The Secret Vault is where you store every credential Kaiden needs to give your sandboxes authenticated access to external services.

Secret Vault


How the secret store works

Kaiden splits each credential into two parts stored separately:

  • Metadata — the name, host patterns, header format, and other configuration is stored in a local file (~/.kdn/secrets.json). This file never contains the actual secret value.
  • Secret value — the credential itself is stored exclusively in your OS credential vault: macOS Keychain, Windows Credential Manager, or Linux Secret Service. Kaiden never writes the value to disk itself.

This means your credentials are protected by the same mechanism that protects your SSH keys, browser passwords, and system credentials — the OS's own secure storage, with access controlled by your user session. Even if someone reads the secrets.json file, they only see metadata.


How credentials reach the agent

When you attach a credential to a sandbox, Kaiden does three things automatically:

  1. Fetches the value from the OS credential vault and creates a provider in the sandbox runtime. The agent can call the service as if it were authenticated — without ever seeing the actual key.
  2. Adds the service's hosts to the sandbox's network allow-list. You get access to exactly the right hosts, no more.
  3. Injects the credential as the appropriate HTTP header when the agent makes requests to those hosts. For GitHub, that's Authorization: Bearer <token>. For custom secrets, you define the format.

You don't write config files. You don't set environment variables. You pick the credential in the wizard; the rest is automatic.


Built-in integrations

Kaiden ships with a pre-configured integration for GitHub. It knows GitHub's host patterns and authentication format — you provide your personal access token, Kaiden handles the rest.

IntegrationWhat it grants access to
GitHubapi.github.com, github.com

More built-in integrations are planned for future releases. For any service not yet covered, use a generic secret (see below).


Adding a secret

Click + Add secret from the Secret Vault to open the add form.

Add secret form

Name — a label for this credential (e.g., my-github-token, staging-api-key).

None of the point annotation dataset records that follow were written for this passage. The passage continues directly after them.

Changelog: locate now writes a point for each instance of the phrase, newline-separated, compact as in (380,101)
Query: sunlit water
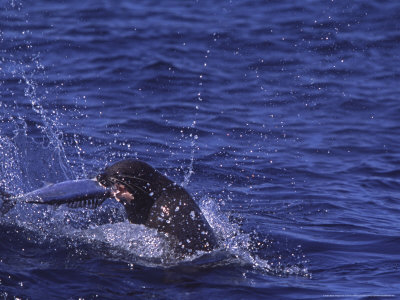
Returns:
(280,118)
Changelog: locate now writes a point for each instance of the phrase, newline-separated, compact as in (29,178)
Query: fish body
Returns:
(74,193)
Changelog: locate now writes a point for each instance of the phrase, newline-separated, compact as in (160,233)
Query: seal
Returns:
(152,199)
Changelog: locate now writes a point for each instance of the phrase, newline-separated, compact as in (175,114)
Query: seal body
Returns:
(152,199)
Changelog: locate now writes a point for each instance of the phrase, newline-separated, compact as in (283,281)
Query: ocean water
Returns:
(281,118)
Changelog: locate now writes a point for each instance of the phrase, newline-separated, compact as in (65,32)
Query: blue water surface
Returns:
(281,118)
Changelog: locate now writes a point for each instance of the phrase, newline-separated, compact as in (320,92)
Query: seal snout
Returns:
(102,180)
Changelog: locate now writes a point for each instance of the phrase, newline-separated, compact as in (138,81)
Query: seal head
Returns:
(150,198)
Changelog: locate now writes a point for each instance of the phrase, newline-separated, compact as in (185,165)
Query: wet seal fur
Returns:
(152,199)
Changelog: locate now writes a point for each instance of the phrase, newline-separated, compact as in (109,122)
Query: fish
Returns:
(74,193)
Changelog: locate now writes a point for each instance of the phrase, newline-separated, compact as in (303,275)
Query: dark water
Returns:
(281,118)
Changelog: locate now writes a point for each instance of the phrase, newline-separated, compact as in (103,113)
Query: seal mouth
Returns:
(121,194)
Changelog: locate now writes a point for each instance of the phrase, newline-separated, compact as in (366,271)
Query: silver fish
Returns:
(74,193)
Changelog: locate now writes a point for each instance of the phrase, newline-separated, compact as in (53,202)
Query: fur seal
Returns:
(152,199)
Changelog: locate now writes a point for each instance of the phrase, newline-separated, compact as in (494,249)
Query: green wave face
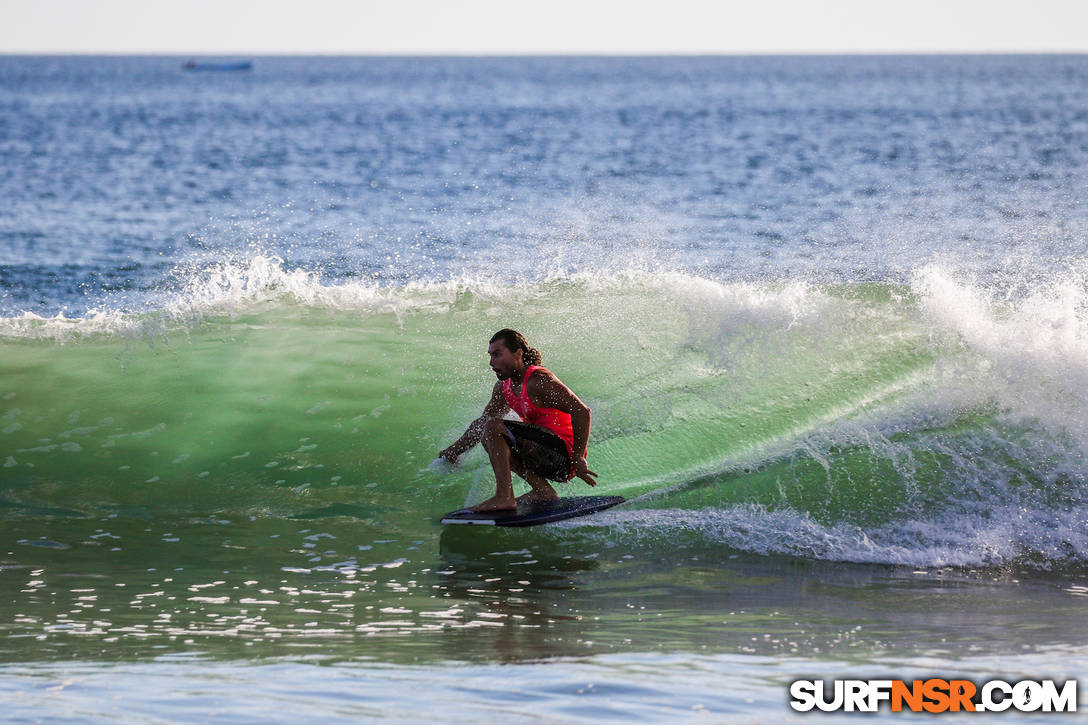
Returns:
(845,406)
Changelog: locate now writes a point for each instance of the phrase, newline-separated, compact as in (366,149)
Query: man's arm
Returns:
(496,408)
(546,391)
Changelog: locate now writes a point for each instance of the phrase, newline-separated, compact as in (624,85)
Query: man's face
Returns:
(503,361)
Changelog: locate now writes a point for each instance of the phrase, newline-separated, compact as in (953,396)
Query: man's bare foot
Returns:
(539,496)
(495,504)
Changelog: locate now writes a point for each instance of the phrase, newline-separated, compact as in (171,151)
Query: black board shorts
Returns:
(540,450)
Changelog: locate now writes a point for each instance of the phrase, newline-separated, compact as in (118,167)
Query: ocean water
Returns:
(830,314)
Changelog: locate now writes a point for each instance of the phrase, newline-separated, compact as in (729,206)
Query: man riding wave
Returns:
(551,440)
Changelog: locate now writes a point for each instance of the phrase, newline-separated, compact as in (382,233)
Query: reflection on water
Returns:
(132,589)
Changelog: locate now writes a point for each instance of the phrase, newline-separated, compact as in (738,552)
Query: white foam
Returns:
(993,536)
(1029,353)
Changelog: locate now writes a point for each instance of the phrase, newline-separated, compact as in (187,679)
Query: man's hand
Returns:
(582,471)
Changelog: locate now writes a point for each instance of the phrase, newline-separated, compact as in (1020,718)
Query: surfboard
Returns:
(531,514)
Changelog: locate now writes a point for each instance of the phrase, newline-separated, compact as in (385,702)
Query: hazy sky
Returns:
(556,26)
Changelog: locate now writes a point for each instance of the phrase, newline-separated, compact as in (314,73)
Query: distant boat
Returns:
(240,65)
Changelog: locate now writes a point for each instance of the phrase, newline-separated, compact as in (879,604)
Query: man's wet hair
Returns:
(516,341)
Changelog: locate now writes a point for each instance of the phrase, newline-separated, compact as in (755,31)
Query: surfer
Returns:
(549,441)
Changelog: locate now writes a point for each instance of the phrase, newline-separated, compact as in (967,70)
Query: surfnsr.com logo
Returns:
(934,695)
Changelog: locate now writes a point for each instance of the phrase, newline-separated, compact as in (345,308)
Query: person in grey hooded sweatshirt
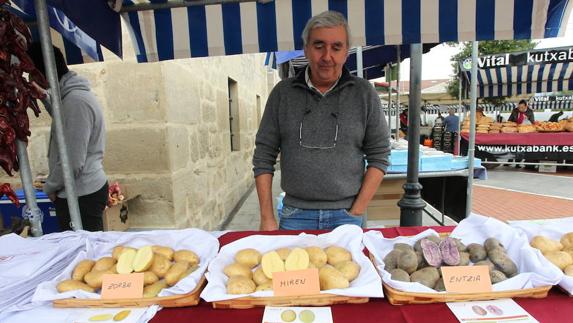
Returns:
(84,130)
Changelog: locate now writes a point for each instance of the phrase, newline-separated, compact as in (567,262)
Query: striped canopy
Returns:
(268,26)
(536,71)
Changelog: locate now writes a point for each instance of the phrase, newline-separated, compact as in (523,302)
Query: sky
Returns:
(436,63)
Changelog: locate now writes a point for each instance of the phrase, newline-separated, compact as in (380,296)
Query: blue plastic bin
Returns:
(8,209)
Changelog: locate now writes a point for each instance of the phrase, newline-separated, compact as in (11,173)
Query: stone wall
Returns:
(168,136)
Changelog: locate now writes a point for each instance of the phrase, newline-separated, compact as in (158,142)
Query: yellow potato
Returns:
(272,262)
(236,269)
(259,276)
(560,259)
(165,251)
(283,253)
(240,285)
(331,278)
(143,259)
(317,256)
(125,261)
(567,240)
(349,269)
(149,278)
(154,289)
(175,273)
(248,257)
(186,256)
(337,254)
(82,268)
(104,263)
(160,265)
(70,284)
(297,259)
(545,244)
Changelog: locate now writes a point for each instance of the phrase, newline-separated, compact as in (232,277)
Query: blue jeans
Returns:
(292,218)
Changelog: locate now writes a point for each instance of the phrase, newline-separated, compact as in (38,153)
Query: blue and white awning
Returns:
(249,27)
(535,71)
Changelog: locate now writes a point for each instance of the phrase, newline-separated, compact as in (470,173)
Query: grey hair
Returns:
(326,19)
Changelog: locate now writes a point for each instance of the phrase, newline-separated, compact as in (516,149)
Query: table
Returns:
(557,307)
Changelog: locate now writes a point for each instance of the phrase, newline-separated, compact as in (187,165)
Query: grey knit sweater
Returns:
(316,175)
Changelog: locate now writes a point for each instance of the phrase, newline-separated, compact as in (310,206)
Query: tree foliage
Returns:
(485,48)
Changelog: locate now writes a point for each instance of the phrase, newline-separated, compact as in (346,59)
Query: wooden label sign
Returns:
(116,286)
(466,279)
(296,282)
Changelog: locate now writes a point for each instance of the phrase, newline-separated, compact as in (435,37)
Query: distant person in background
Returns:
(555,117)
(452,121)
(522,115)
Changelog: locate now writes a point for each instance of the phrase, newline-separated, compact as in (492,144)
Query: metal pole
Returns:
(471,145)
(411,204)
(359,64)
(56,102)
(398,93)
(33,212)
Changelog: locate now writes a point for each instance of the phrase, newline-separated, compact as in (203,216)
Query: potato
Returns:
(82,268)
(164,251)
(272,262)
(330,278)
(399,274)
(477,252)
(497,276)
(143,259)
(149,278)
(408,261)
(545,244)
(154,289)
(349,269)
(426,276)
(337,254)
(560,259)
(103,263)
(70,284)
(403,247)
(117,251)
(125,261)
(283,253)
(236,269)
(186,256)
(391,259)
(266,286)
(567,240)
(259,276)
(175,273)
(248,257)
(502,261)
(297,259)
(317,256)
(160,265)
(240,285)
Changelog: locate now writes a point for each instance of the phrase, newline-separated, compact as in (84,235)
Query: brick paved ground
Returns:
(507,205)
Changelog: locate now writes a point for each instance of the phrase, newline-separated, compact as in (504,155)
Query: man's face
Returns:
(326,52)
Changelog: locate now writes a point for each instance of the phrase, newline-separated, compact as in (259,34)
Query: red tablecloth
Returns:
(529,139)
(557,307)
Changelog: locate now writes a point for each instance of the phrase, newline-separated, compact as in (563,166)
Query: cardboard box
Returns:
(116,218)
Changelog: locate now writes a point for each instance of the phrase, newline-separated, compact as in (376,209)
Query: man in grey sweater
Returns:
(84,130)
(326,124)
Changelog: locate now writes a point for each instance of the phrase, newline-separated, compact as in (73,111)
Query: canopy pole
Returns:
(398,93)
(33,212)
(471,146)
(359,64)
(411,205)
(57,124)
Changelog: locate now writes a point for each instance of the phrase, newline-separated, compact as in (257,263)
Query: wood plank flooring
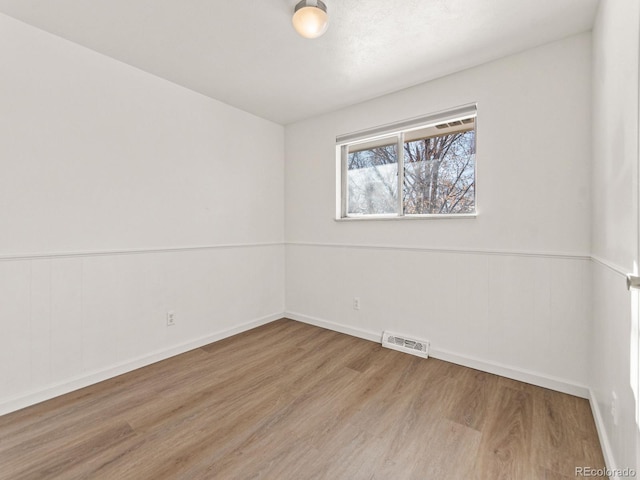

Value — the actual secret. Encrypted immediately on entry; never shown again in plaintext.

Host pattern — which hosts this credential applies to. Examples:

  • api.github.com — exact host
  • *.mycompany.com — any subdomain
  • staging.api.example.com:8443 — host with port

Injection settings:

  • Path pattern — optional: only inject on URLs matching this path (e.g., /api/v2/*)
  • Header name — the HTTP header to set (default: Authorization)
  • Value format — how to format the token (e.g., Bearer {value}, token {value}, or just {value})

For a GitHub personal access token, the header is Authorization and the format is Bearer {value}. Kaiden's built-in GitHub integration sets this automatically; you only fill it in for custom services.


What the agent actually sees

The agent inside the sandbox never sees your credential values. From the agent's perspective:

  • Network requests to api.github.com just work — the sandbox intercepts them and adds the correct Authorization header.
  • The credential value is not in any environment variable the agent can print.
  • It's not in any file on the sandbox filesystem.

This means that even if the agent is compromised or tricked into leaking its environment, your credentials are not exposed.